Dari setiap puisi yang dilahirkan malam hari, rimanya banyak tersesat di gang-gang sepi. Mencari cahaya lampu, di ujung jalan, sebelum benar-benar kehabisan percakapan.
Pada saat diam adalah sebuah pilihan, maka puisi akan meletakkan dirinya di mimpi seseorang.
Di dalam mimpi, puisi akan menjadi bait-bait yang dibacakan tanpa suara. Membawa orang itu, pada sebuah fragmen kecil drama, yang terputus begitu saja, ketika pagi menghilangkan ujung skenarionya.
Pada akhirnya, sebagian mimpi berhasil terlahir sebagai filosofi. Sebagiannya lagi, mati dalam tembuni yang disebut kegelisahan. Terlarut dalam secangkir kopi, di meja sarapan, yang uap tipisnya menari-nari, dan berujung pada kecemasan.
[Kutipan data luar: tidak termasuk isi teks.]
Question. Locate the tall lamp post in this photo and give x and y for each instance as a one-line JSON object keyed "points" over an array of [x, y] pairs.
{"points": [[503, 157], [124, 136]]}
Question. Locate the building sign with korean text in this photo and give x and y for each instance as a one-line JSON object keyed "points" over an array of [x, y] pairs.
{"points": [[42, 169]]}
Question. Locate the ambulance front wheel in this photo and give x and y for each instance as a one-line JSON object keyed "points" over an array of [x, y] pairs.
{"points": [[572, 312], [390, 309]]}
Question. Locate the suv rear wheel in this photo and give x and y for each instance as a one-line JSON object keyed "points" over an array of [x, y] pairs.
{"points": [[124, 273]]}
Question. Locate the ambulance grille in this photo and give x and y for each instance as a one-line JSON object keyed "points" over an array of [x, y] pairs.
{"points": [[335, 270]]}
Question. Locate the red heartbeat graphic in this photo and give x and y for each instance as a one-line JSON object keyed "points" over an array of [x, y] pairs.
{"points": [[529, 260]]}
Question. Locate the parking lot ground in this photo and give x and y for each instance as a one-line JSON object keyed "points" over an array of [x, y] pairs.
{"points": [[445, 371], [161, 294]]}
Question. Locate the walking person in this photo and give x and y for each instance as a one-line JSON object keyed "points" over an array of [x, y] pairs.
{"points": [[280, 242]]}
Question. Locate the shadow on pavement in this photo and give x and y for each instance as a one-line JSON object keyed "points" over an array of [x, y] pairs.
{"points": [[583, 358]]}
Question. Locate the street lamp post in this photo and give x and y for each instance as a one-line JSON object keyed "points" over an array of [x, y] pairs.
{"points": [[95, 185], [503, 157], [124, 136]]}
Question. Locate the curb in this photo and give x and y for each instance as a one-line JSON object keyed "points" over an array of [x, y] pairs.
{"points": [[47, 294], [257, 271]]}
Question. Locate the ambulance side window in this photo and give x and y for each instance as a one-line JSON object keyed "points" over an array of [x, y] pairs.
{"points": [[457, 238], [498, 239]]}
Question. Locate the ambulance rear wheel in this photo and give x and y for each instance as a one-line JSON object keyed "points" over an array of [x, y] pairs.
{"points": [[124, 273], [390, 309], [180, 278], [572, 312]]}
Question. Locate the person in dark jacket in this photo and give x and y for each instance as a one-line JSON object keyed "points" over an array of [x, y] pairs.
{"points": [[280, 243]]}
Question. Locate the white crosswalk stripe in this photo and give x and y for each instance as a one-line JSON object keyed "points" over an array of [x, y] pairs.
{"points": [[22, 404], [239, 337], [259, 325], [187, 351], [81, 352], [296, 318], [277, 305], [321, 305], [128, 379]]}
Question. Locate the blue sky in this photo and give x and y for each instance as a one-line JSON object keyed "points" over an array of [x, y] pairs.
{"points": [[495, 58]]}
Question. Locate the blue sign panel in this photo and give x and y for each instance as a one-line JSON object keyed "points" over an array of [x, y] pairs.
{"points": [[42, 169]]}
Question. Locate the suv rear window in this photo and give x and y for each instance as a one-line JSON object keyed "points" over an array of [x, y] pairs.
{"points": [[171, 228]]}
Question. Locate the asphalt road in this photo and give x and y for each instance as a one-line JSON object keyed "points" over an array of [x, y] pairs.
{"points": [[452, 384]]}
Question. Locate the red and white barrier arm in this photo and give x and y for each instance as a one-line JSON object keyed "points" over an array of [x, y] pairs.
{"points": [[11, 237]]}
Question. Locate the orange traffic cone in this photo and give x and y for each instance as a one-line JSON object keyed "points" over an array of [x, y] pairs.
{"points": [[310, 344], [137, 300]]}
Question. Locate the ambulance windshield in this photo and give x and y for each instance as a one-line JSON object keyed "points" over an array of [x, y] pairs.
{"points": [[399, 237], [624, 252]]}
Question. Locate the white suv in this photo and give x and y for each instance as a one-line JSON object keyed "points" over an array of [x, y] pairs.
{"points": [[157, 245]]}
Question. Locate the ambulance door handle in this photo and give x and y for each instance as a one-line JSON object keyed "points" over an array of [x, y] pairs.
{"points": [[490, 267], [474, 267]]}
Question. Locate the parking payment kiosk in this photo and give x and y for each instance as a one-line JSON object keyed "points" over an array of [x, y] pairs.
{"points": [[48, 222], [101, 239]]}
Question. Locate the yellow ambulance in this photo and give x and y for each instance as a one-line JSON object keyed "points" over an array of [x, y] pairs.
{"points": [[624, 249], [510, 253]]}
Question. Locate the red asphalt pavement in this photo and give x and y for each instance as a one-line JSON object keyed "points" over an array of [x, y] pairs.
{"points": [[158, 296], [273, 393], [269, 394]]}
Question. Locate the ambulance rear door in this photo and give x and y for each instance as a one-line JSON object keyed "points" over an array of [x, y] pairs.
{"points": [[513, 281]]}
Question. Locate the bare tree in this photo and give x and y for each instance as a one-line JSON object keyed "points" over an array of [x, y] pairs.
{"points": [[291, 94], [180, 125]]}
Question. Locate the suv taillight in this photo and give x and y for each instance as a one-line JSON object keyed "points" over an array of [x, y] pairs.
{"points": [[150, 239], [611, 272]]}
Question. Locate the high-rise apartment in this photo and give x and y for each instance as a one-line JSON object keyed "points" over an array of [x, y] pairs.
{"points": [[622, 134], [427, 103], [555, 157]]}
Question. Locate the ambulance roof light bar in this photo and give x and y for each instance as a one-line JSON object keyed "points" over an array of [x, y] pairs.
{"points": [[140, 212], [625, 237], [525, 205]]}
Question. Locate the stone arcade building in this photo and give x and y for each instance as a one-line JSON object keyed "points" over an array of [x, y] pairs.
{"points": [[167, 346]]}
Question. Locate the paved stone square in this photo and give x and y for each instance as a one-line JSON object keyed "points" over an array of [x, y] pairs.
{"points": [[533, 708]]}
Tentang apa saja. Mungkin perkara-perkara yang matang sebelum waktunya, atau rencana-rencana yang dimentahkan oleh musim pancaroba.
Lalu puisi menganggap dirinya sebagai partikel hujan yang berdansa dengan kesepian. Sangat berkelindan dengan apa yang disebut kenangan.